Becouse of my beleif in God I know that I need to follow his will and not my own. But even knowing this dosent make it easier to get out of bed sometimes and get going. My husband was also a brand new convert to the church when we meet and got married. However he had to stop comming becouse of work, then becouse he wanted a day to rest and then to do what he wanted. Before long he stoped just wanting to come. Being newly married I wanted to be with him and stoped comming also. God was always in my heart and I never lost my faith. But I chose to be with him instead. As my children got older I realized I had a responsibility to make sure they were learning about God and Jesus. As well as having a yearning in me to align myself with what I knew was true, to feel the spirit with me again. Even though I went back to church my husband did not. This had a large influence on our children and none of them come at this time. It can be hard to leave the ones you love and want to be with to go to church. Especilly now when they are all adults and I dont see them as much. I want to be with them but I know that my example is all that is left to hopefully bring them to know what I do. And in my heart I my self want to be doing all that Heavenly Father wants me to. Even if it's hard to get there, going to church strengthens me. The more I learn and the more service activites I help with. The more my eyes are opened to see how much God loves each of us and how we are to love and help oneanother.

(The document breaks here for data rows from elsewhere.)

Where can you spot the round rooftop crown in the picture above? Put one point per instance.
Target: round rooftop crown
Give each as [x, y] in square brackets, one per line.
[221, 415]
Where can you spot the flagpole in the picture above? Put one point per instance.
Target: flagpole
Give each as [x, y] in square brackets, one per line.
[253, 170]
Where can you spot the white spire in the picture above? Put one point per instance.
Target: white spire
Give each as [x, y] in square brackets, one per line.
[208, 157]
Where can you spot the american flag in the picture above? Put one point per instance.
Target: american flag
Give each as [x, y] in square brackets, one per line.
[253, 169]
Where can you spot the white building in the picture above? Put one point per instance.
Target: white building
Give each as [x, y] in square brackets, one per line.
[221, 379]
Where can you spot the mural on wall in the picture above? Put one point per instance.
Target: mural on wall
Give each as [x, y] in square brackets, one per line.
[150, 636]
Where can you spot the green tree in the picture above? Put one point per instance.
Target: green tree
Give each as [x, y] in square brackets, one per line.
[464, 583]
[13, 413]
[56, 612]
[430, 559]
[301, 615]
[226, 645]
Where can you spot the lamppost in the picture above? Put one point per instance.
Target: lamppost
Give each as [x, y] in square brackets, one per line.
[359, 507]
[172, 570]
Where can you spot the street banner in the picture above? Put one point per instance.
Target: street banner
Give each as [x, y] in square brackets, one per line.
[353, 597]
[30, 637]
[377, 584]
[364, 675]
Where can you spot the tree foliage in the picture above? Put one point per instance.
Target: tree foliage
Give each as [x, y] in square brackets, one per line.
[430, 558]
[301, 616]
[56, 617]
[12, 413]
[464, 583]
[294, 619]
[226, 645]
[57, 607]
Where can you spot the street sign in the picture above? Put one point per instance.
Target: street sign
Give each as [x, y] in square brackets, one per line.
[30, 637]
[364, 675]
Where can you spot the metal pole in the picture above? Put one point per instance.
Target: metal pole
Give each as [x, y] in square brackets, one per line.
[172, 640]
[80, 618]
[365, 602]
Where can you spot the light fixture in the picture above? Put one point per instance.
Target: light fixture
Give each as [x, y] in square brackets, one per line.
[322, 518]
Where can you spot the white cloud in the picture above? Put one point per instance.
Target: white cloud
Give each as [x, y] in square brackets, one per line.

There are so many in need in so many ways. Not just the sick and the poor but also the lonely, the spiritully worn down. And the ones who have no hope becouse thay dont know about a loveing Heavenly father. I try to follow Christ example and weekly get out to visit others. To see if there is something we can do to help them. Some just to say hello and let them know we are thinking of them. This is when the spirit comes. When I open my heart to those in need.